New players in the private rental sector claim to make things better for renters. In reality, they benefit certain renters at the expense of others. What we really need are structural solutions.
One of the latest attempts to make money from renters comes from companies launching ‘rent-bidding’ apps. These apps turn the rental application process into an auction: ebay for the human right to shelter. But they have lofty claims arguing that they benefit renters and “increase transparency”.
Who benefits here? You could say that the successful bidders benefit, even if they end up having to pay more. The other beneficiaries are the owner, who gets more income, and the companies, who take a cut.
Of course, there are losers too: the renters who miss out. If not for the rent-bidding app, the single mum on minimum wage might have secured a home. Instead, she’ll have to spend another weekend on the hunt.
So it’s hardly true that a rent-bidding app benefits renters. At best, it benefits a renter, or a single group of renters. But if you see renters as a community with a common interest in affordable housing, renters are unequivocally worse off.
The same is true of systems that ask renters to hand over more information during the application process in order to improve their chances. These platforms encourage renters to sacrifice their privacy to help them make a successful application. TrustBond’s “TrustScore”, for example, asks you to link your social media accounts. If you apply for a property through Snug, you are generously given the option to pay a fee to run your name against a database to check that you haven’t previously appeared before a rental tribunal.
Again, this might benefit the individual renter who decides to trade off more dignity in a desperate search for housing. But renters on the whole are worse off: they end up with less privacy, and more costs. Even worse, if all renters eventually knuckle under and start complying with invasive self-disclosure requirements, then the individual benefit is largely gone. Now everyone is worse off.
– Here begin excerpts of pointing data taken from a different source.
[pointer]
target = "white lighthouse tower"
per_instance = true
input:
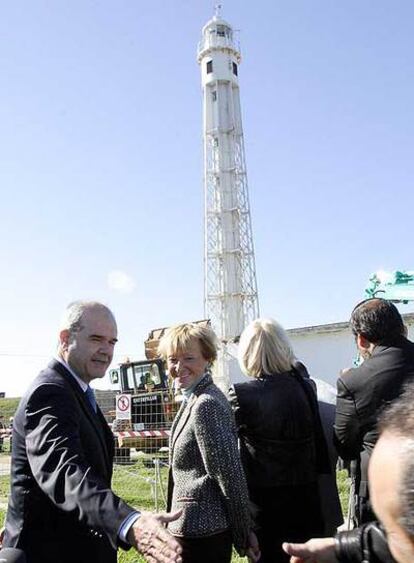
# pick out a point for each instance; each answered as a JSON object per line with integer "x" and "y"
{"x": 230, "y": 288}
In “Evicted: Poverty and Profit in the AMerican City”, sociologist Matthew Desmond offers a harrowing account of the private rental market in Milwaukee. While the book focuses on evictions, it inevitably covers applications too, as every eviction results in a desperate flurry of home-hunting. “There are losers and winners,” he writes. “There are losers because there are winners.” [emphasis added] He goes on to quote Martin Luther King Jr.: “Every condition exists simply because someone profits by its existence.”
So these companies may well claim that there will be winners. But they fail to acknowledge that there will also be losers. As a community, renters are worse off. Landlords and third-party companies are advantaged. Individual renters: some win, some lose. Renters as a whole: losers.
These individual approaches that divide renters and make us compete against one another are a zero-sum game. Your gain is my loss. Instead we need structural responses that benefit all renters, that are wins for renters as a community.
For example:
- Minimum energy efficiency standards will ensure that all rental properties are cheaper and easier to keep at a healthy and liveable temperature. And because all properties have to meet a new standard, it’s not possible for landlords to charge a premium.
- More supply of housing will mean less intense competition between renters. It will mean more landlords having to compete on affordability or, if you can even imagine it, maintenance and upkeep. All renters benefit, because average rental costs are lower.
- Restrictions on unfair evictions mean all renters can be more confident in standing up for their rights. Renters would have greater security of tenure and would be more able to make a home and put down roots in their community.
So keep this in mind next time you hear a start-up promising to make things easier for renters. Is it landlords who end up with more of our money? Is it just some renters, a select few, who win at the expense of others? If so, it is just a mirage.
The problems we face as renters are collective, structural problems. The solutions we need don’t pit renter against renter. Instead, they involve all of us, working together, for stable, affordable, and liveable homes.